Yes. This is the primary product capability. When you ask a question, AI agents:
- Search the 104-source catalog
- Search the internet for APIs and datasets not in the catalog
- Connect to your private data sources (CRM, ERP, APIs) if you provide credentials
The agents build data pipelines automatically — you don't need to know where the data lives.
Can I connect my own data?
Yes. Tell the chat "Connect my HubSpot" or go to the Sources page. Provide credentials and describe what data you need. The Integration Engineer reads the API docs and builds the pipeline.
Supported: any REST API, CRM, database, or file upload (CSV, JSON, Parquet). Credentials are encrypted with AES-256-GCM.
Can I deliver reports to Slack, email, or Teams?
Yes. From the chat:
Deliver this report to [email protected]
Send this to our Slack channel (provide webhook URL)
Supported: Email (Resend), Slack, Discord, Microsoft Teams, Zulip, and any webhook endpoint.

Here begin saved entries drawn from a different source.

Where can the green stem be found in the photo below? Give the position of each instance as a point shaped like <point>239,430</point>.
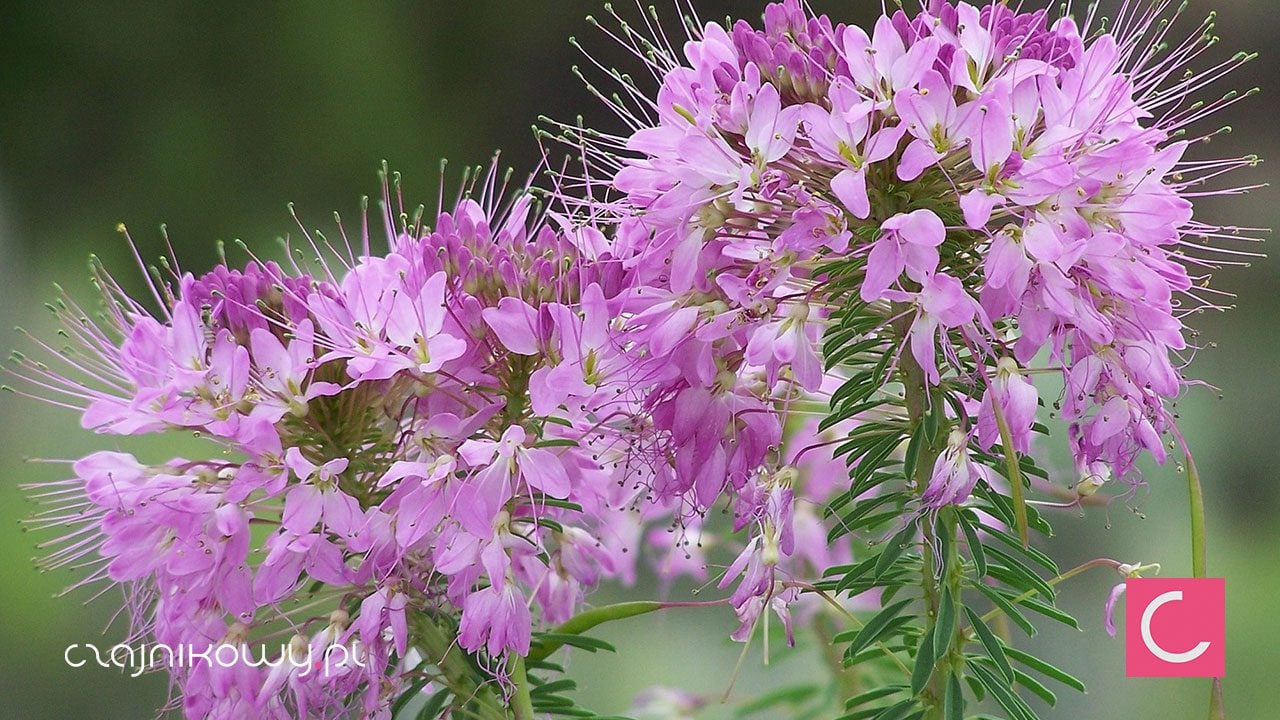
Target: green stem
<point>522,703</point>
<point>850,684</point>
<point>1200,554</point>
<point>588,619</point>
<point>469,692</point>
<point>1051,582</point>
<point>1013,470</point>
<point>1200,563</point>
<point>915,395</point>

Reports are also auto-delivered to your email when research completes.
How does monitoring work?
Enable monitoring on any completed hypothesis:
Monitor this weekly and alert me if anything changes
Lomita re-runs the analysis on schedule (daily, weekly, monthly) and delivers delta reports. You always get a report — even when nothing changed. If the verdict flips (e.g., SUPPORTED to INCONCLUSIVE), you get an immediate alert.
Where are my reports?
Reports are accessible from:
- Overview dashboard — click "View Report" on any completed hypothesis
- Explore page — click "View Report" in the hypothesis panel
- Research repository —
https://YOUR-INSTANCE-git.lomita.io/lomita/research - Email — auto-delivered on completion
Can my team access the same instance?
Yes. Standard supports 3 team members, Pro supports 10. Invite teammates from the Team page — they get their own API key and can access the same research, data sources, and knowledge graph.
What happens if I cancel?
You keep access through the end of your billing period. Your data, reports, and research history are preserved. You can resubscribe anytime.